The American College of Sports Medicine or ACSM has recently released fitness guidelines specific to weight lifting after 50 years of age.
- Choose a weight that’s heavy enough to allow 10 to 15 repetitions per set before muscles fail. Once you can lift a weight properly 15 times you can add weight.
- ACSM recommends alternating your strength training with 20-60 minutes of aerobic activity 3 to 5 days a week and 20-30 minutes of weight training 2 to 3 times a week.
If it has been a while (years) since your last gym visit, don’t try to pick up where you left off. Get back into it slowly and avoid injury. A simple strain or pull when you are 18 will set you back only a day or two, but at 50+ may derail and delay your entire program. To reduce the risk of injury:
- Resistance training should be performed no more than 3 times each week and never 2 consecutive days in a row.
- Rest on alternating days (more on this to follow).
- If you’re ever unsure of proper form or how to correctly perform an exercise, work with a knowledgeable trainer or coach. Be careful when following internet advice and videos.
- If you have access to a gym and weight machines, work with the machines at first as they force you to follow perfect form along the path of the machine. Once you are comfortable and back in the gym routine, use the free weights as they require balance and coordination.

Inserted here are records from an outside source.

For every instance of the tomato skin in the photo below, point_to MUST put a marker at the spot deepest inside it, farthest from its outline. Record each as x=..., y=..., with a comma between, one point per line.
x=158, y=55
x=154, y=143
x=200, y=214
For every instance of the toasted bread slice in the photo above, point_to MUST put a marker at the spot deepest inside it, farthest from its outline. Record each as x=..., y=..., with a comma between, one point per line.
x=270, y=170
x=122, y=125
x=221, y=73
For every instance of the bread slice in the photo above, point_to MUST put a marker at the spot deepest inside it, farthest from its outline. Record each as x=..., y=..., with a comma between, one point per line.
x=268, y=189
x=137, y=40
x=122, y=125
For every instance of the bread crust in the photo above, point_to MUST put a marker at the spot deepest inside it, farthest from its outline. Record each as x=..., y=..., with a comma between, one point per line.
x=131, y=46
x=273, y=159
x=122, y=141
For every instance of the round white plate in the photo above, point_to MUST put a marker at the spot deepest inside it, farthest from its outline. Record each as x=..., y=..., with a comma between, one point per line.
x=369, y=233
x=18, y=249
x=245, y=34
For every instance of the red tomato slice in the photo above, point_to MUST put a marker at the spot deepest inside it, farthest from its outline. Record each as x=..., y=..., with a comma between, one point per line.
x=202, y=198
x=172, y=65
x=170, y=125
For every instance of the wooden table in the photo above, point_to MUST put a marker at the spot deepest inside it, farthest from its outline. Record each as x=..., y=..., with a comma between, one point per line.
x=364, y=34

- Soreness is not unusual, especially in the 24-48 hour period immediately following training. You should not however, experience pain when lifting weights.
- Take your time, take it slow to start. Follow the basics and do them well. Hit the weights, focus, minimize the socialization, finish your workout and go home. Avoid overtraining.
As we get older, it takes our body’s longer to recover from our workouts. Heading back to the gym for another training session before your body has recovered puts you at risk for overtraining and overuse injury and slows any of the strength or muscle gains you’re working for.
Take at least one, and occasionally two full days off between your weight training (resistance) sessions. For best results, schedule one or two days per week completely “off”, no weights, no cardio, nothing more demanding than stretching.